The two most common comparisons the film gets are Southland Tales and The Fountainhead.  I think only the latter makes sense.  Megalopolis and Southland Tales feel similarly bewildering when you're watching them, but the lingering effect of Southland Tales is different. In Southland Tales, the world is overwhelming.  Megalopolis hovers above it.  Cesar Catalina is too much of a genius for it.  

The two lead women are Aubrey Plaza as an evil gold-digging vamp and Nathalie Emmanuel as a demure wife who defends her husband from the doubters.  There is also Grace VanderWaal as a more minor character.  She's a Taylor Swift-esque pop star who we are initially led to believe is 17, but is actually 23.  This is all a part of a brief subplot in which Cesar Catalina is exonerated for allegations of sexual misconduct. 

There are hundreds of highly acclaimed films--check the "Sight and Sound" list--about men's fears and fantasies about women, or which show women being neglected or mistreated.  It's almost a tradition in auteurist discourse to declare that these elements make the films fascinating and complicated, because they give us a look at the deep, dark pathologies of our auteurs.  (If we address these elements at all.)  See 8 1/2 and Vertigo.  It's not all just cope.  Sometimes these films are quite interesting.  But go through the auteurist canon and it frankly becomes exhausting finding example after example of confessional misogyny.  I know, it's not stylish to sully the divine purity of art with messy, earthly politics.

I'm not saying auteurism itself is the problem.  But there's a certain machismo attached to it.  Godard said all a movie needs is "a girl and a gun."  People treat it like a competition.  Andrew Sarris put some filmmakers in the category labelled "Pantheon" and others in "Less than Meets the Eye."  Fans and critics posture over who's best at putting themselves through "difficult" films, or being above petty ideological concerns to see through to the art underneath. 

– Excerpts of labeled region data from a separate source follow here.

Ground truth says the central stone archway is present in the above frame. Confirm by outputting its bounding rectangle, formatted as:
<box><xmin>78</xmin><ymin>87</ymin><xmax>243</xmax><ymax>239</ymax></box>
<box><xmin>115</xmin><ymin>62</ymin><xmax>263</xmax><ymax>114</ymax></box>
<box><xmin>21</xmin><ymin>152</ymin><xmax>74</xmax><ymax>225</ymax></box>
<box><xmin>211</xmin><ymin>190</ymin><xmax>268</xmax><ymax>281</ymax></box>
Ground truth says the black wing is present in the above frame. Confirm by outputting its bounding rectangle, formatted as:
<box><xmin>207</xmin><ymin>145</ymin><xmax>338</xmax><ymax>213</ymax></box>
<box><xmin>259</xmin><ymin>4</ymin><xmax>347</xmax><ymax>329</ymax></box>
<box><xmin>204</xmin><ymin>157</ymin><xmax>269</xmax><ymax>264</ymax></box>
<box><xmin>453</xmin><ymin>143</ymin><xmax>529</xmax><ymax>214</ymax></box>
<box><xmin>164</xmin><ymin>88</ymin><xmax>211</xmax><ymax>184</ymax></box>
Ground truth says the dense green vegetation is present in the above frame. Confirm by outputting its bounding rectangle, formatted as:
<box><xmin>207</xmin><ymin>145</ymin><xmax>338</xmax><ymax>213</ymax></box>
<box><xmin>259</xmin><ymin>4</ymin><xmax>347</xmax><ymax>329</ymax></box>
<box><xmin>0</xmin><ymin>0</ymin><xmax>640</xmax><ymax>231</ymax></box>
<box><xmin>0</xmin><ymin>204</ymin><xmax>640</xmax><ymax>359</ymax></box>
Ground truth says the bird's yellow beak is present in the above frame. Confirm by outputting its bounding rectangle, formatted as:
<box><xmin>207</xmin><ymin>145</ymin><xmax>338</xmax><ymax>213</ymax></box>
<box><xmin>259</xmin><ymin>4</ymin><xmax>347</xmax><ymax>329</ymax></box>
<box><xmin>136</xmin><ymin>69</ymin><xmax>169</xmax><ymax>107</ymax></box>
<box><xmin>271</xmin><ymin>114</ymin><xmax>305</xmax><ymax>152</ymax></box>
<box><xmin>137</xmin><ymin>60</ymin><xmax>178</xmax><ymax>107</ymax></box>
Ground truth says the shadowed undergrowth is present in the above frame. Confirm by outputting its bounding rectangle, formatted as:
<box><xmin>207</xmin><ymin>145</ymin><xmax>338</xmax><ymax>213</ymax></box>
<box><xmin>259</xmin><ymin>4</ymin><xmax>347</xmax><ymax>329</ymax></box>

If this movie is reappraised, the reappraisers will have different things to say about it from the current fans.  I would guess they discuss the movie's sense of humor and how it looks; in those respects there really isn't anything I dislike about it.  And there is something poignant in the idea that Catalina discovered his world-changing technology trying to save his wife's life--with her gone, the only thing he can do to make himself feel better is to try to save all of humanity.